CHINA: Tough Taipan

  • Share
  • Read Later

(2 of 2)

In the money, Riley followed perfectly the pattern of the big-shot movie gangster. He draped his lanky frame in the best clothes money could buy, lived in a swank apartment house. Almost unique among Shanghai criminals, he never smoked, drank or doped. He built himself a reputation for great openhandedness, particularly to women. According to legend, he paid off one girl friend with $25,000 in Shanghai Power Co. shares.

But Riley was still a U.S. citizen, still, according to treaty, under the jurisdiction of the U.S. Court for China. This court, which seldom handles criminal cases, got interested in Jackpot, quietly investigated him, looked up his record. In November he was arrested on gambling charges, released on $25,000 bail.

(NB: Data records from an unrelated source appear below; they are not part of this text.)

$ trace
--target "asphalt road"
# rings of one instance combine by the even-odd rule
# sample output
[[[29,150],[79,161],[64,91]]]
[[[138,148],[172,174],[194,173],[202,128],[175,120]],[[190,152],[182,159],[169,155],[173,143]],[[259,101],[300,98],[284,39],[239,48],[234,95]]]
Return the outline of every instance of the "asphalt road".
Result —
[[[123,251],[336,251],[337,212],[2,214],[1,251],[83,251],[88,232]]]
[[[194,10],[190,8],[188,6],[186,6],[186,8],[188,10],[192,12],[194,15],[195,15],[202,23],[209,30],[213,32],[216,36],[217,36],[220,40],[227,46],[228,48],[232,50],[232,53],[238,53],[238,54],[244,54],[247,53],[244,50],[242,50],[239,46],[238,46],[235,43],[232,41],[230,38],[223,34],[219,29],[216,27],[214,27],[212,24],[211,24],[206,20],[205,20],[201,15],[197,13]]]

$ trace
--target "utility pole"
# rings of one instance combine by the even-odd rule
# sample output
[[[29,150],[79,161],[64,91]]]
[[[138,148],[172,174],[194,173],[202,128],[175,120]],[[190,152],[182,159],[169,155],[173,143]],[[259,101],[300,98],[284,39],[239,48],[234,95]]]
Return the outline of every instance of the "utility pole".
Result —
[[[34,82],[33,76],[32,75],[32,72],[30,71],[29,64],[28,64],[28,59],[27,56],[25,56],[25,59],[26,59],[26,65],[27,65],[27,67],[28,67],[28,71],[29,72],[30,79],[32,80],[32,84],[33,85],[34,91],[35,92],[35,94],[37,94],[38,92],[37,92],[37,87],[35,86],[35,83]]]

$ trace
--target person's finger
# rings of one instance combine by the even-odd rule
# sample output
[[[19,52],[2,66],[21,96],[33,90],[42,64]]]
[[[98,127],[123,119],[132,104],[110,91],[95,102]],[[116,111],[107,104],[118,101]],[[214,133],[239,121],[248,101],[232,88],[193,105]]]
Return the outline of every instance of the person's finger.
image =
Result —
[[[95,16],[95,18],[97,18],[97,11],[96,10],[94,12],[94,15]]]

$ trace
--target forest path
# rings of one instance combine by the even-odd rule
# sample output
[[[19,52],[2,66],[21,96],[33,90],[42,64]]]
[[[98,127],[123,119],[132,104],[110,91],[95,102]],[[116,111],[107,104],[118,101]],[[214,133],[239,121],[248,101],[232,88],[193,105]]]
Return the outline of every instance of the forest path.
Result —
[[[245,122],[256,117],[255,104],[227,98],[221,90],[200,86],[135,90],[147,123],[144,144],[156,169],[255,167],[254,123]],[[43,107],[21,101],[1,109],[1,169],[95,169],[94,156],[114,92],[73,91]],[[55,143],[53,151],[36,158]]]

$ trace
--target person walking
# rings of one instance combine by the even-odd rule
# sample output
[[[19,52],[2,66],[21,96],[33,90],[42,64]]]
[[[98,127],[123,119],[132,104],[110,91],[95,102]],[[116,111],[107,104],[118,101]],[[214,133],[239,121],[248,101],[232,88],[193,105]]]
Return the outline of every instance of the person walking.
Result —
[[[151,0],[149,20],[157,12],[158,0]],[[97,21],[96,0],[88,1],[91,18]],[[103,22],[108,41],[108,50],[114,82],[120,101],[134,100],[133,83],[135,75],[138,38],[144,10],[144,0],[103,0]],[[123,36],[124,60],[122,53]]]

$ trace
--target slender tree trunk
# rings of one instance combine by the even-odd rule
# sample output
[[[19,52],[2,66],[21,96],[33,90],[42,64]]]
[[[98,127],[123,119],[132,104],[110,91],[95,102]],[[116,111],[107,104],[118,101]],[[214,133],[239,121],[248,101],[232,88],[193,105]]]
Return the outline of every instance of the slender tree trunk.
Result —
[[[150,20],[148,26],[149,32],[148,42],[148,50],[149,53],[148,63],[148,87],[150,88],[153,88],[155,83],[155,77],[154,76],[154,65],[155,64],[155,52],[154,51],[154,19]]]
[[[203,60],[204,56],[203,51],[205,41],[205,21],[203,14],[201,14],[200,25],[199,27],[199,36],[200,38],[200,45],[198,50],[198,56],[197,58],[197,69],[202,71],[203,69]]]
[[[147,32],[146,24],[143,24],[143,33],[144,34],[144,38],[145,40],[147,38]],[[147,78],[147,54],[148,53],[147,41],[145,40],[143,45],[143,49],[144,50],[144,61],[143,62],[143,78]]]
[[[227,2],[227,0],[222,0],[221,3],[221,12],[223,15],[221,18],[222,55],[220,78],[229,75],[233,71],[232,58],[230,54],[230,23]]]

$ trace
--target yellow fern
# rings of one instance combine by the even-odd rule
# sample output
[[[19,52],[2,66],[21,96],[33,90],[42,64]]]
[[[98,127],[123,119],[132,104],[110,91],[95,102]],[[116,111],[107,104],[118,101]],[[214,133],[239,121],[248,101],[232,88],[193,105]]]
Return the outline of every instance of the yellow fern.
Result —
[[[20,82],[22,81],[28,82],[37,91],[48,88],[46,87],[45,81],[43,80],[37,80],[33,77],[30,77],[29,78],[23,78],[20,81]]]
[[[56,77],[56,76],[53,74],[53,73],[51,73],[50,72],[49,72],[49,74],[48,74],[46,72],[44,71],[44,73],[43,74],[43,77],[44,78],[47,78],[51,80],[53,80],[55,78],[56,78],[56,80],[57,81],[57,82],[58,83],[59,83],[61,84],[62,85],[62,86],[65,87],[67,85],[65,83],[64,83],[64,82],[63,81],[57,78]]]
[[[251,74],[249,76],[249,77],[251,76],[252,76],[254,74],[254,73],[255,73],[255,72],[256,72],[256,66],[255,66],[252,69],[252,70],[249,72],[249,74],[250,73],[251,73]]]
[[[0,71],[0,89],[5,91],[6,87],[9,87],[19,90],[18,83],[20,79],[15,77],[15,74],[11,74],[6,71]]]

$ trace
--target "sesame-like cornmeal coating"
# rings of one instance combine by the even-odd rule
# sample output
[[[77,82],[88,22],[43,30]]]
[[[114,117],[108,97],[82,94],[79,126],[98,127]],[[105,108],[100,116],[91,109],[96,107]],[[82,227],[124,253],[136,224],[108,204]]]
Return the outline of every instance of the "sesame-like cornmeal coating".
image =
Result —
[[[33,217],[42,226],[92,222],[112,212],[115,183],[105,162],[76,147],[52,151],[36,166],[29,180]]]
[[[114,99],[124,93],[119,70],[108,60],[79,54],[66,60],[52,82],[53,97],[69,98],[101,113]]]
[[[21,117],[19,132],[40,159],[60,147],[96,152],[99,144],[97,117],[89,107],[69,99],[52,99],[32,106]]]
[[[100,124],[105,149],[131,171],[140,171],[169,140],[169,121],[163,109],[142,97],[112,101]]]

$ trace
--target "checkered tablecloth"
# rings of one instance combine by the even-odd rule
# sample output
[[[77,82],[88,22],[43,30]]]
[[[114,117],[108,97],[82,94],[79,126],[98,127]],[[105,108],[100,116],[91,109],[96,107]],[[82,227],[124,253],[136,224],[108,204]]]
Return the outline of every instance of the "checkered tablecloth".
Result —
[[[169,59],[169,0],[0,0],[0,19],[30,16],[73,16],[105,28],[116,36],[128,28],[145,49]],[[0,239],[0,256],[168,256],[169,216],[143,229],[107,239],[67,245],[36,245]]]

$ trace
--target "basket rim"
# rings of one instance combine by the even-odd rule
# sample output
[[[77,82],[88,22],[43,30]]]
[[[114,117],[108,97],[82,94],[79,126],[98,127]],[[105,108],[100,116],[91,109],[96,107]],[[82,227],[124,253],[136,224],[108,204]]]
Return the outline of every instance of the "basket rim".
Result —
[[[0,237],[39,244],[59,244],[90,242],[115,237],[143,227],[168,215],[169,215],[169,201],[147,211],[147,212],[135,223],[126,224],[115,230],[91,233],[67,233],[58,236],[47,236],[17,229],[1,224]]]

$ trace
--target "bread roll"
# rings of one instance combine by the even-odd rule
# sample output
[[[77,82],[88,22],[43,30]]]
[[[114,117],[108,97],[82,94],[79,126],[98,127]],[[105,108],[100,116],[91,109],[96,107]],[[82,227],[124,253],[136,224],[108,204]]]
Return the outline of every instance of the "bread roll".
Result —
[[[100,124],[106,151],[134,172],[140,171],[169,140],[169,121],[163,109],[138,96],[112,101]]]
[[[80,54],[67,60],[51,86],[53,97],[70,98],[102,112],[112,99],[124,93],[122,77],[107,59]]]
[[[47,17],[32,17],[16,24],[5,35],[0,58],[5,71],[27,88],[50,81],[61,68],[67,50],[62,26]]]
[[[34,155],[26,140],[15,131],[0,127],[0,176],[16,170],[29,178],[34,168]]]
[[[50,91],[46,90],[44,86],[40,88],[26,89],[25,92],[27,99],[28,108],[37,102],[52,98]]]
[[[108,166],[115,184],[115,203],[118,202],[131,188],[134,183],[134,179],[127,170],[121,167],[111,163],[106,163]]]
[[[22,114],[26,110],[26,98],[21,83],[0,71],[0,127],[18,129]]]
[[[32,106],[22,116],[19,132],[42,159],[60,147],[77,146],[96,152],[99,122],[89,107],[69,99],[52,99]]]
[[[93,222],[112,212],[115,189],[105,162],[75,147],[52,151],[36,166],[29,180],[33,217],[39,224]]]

Until the day of his trial, Riley went about his business, then jumped bail and went to ground in the Japanese-occupied Hongkew section of Shanghai. But the Japanese would not protect him. At the end of March they joined with the Shanghai Municipal Police to raid his hideout. This time there was no bail and the trial was short. His sentence was light enough, only 18 months, but Shanghai remembered the Oklahoma jail break, thought it had probably seen the last of Jackpot Riley.

* Typical are Ping-yang in Shansi, whose most conspicuous business is a 300-girl "Nippon National Brothel"; Peiping, where, out of 2,026 new Japanese businesses, 500 are brothels, 1,000 dope shops.